The krone I was looking at is a no-go crack in cutterbar that had been welded and still leaking and overall rough condition. I really like the looks of the krone though, might go talk to the dealer. I know what they say on paper, but in real world thick grass will a new holland ts110 be adequate with a 10' conditioner? Also if buying new woul you get 1000 or 540? I have nothing else that is 1000, so I would have to swap shafts. I've heard that the 1000 is easier on both machines and requires less hp to do same work?


----------



## wheelgun (Feb 28, 2010)

This is what I have experienced in jiggs which is between coastal and tifton in stem size, but have a buddy that has more than a decade of experience with 85 and has the same issues that I have. We have both come to the same conclusions at least in our situations. Can't tell you the difference between the 540 and 1000. I have only purchased the 1000s. Are you sure the shaft isn't reversible? I have a Ts 115a and they come with reversible shaft. Sorry, I have owned steel on steel, rubber, flail and no conditioner.


----------



## wheelgun (Feb 28, 2010)

My real advice is to plant coastal and you'll get a better nights rest.


----------



## hay-man (Oct 6, 2012)

Haha! Too late to plant coastal, already have 30 acres of great Tifton! Not sure about the shaft as I've never pulled it but the parts book shows a separate shaft for 1000. No big deal either way. I also cut quite a bit of jiggs, Alicia, bahaia, and rye most of which gets rolled.
Just to clarify, you are saying that flails have a negative effect on Jiggs and Tifton? So no conditioner at all is better on them?
My goal is to get the Tifton dry in 3 days. A conditioner is a huge investment, I just want to make sure I get the right type.
Thanks to all for your input!


----------



## wheelgun (Feb 28, 2010)

Rubber roller takes the wax off and crimps it, which seems to be the best for us. 3 days is doable for the second and third cutting but the first and fourth will take four days in our climate. Really what the conditioner is doing is allowing an even dry so you can have maximum leaf retention. My experience with the flail is it takes the wax off great, which is why it perfect for coastal, but in jiggs and 85 the leaf is ready a day before the stem and you will experience more leaf loss. I don't think tifton or jiggs can be taken right without conditioning unless you grab it super early and Mother Nature may let you get away with that half the time, maybe. If your running a business with your hay a roller is just part of it. This is just my experience in my climate so someone else may be able to help you more.


----------



## wheelgun (Feb 28, 2010)

If you do run a roller set the clearance just enough to slide a beer box or coke box between the rollers so it barely grabs a hold of it.


----------



## somedevildawg (Jun 20, 2011)

hay-man said:


> Wheelgun, are you making assumptions or do you have first hand knowledge of using rolls vs flails in Tifton?
> The krone I was looking at is a no-go crack in cutterbar that had been welded and still leaking and overall rough condition. I really like the looks of the krone though, might go talk to the dealer. I know what they say on paper, but in real world thick grass will a new holland ts110 be adequate with a 10' conditioner? Also if buying new woul you get 1000 or 540? I have nothing else that is 1000, so I would have to swap shafts. I've heard that the 1000 is easier on both machines and requires less hp to do same work?

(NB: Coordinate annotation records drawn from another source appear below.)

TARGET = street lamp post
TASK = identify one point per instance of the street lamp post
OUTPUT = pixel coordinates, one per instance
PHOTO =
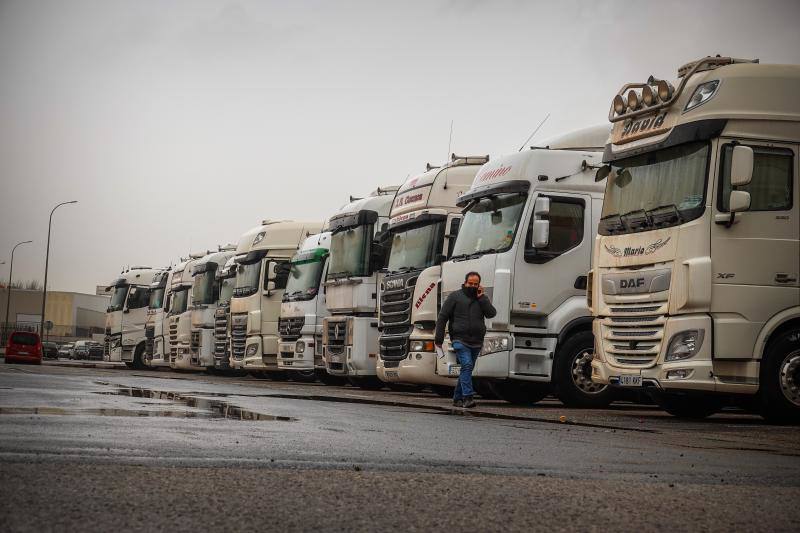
(47, 260)
(8, 288)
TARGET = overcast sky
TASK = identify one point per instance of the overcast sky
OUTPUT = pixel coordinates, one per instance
(179, 125)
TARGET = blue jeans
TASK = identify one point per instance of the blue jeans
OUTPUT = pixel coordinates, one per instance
(466, 357)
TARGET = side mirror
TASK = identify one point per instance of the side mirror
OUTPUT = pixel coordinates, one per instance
(739, 201)
(541, 233)
(741, 168)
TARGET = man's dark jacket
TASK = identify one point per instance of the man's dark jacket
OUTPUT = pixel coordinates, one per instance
(465, 315)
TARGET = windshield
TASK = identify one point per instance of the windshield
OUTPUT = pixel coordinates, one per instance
(489, 225)
(415, 248)
(350, 252)
(303, 282)
(226, 289)
(156, 298)
(203, 288)
(655, 190)
(118, 298)
(247, 279)
(180, 299)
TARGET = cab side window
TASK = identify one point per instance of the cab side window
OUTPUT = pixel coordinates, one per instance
(771, 187)
(566, 230)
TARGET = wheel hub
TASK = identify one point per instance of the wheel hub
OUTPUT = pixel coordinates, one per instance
(582, 373)
(790, 377)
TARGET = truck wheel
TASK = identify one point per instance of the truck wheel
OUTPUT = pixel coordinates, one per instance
(682, 406)
(519, 392)
(366, 382)
(780, 379)
(572, 374)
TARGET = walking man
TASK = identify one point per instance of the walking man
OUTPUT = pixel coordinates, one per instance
(464, 312)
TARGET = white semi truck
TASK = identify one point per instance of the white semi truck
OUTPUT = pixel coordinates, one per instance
(206, 288)
(694, 286)
(156, 327)
(528, 229)
(126, 316)
(422, 229)
(303, 310)
(261, 278)
(358, 252)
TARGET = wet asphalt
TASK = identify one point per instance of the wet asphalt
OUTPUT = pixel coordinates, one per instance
(97, 448)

I don't think the T's 110 has enuf ass to pull any more than a JD630 size machine, 540 rpm.....you don't want to be changing that damned shaft......

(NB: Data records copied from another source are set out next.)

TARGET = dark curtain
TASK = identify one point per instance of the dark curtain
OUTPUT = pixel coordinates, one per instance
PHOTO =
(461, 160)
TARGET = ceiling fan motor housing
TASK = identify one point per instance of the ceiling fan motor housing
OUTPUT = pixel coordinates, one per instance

In so far as dry down.....flails vs rollers you could arrive at any conclusion you want, personally if the rollers are set correctly, I would tend to give it the nod......but then again, if the conditioning hood and speed of the flails are adjusted correctly............one other consideration, pocketbook....flails are a bit cheaper......if you may do some legumes, go with rollers for sure


----------



## somedevildawg (Jun 20, 2011)

hay-man said:


> Haha! Too late to plant coastal, already have 30 acres of great Tifton! Not sure about the shaft as I've never pulled it but the parts book shows a separate shaft for 1000. No big deal either way. I also cut quite a bit of jiggs, Alicia, bahaia, and rye most of which gets rolled.
> Just to clarify, you are saying that flails have a negative effect on Jiggs and Tifton? So no conditioner at all is better on them?
> My goal is to get the Tifton dry in 3 days. A conditioner is a huge investment, I just want to make sure I get the right type.
> Thanks to all for your input!


I don't think he meant that.......to condition either way is going to achieve faster dry down on any bermuda crop. Don't you worry, youll like the T85, it'll outyeild all others and have more CP than any of the others.......it also is the slowest to dry down and the last to come out of dormancy, but it will produce given N and H2O


----------



## hay-man (Oct 6, 2012)

Well it looks like it's about 50-50 flail vs roller, not what I was hoping for! Devildawg what did you get on your 630? I definitely won't be doing any legumes, nobody grows any around here. I do like the Tifton and so do my customers! My stand is 5 years old I burned it off on March 7, and already baled first cut on May 4, and it is well on its way for second. This year has been exceptionally wet for us, looks like I'll be lucky to even get a 3 day window to bale.


----------



## hay-man (Oct 6, 2012)

Wheelgun where are you located? Just wondering what type of climate you have.


----------



## somedevildawg (Jun 20, 2011)

hay-man said:


> Well it looks like it's about 50-50 flail vs roller, not what I was hoping for! Devildawg what did you get on your 630? I definitely won't be doing any legumes, nobody grows any around here. I do like the Tifton and so do my customers! My stand is 5 years old I burned it off on March 7, and already baled first cut on May 4, and it is well on its way for second. This year has been exceptionally wet for us, looks like I'll be lucky to even get a 3 day window to bale.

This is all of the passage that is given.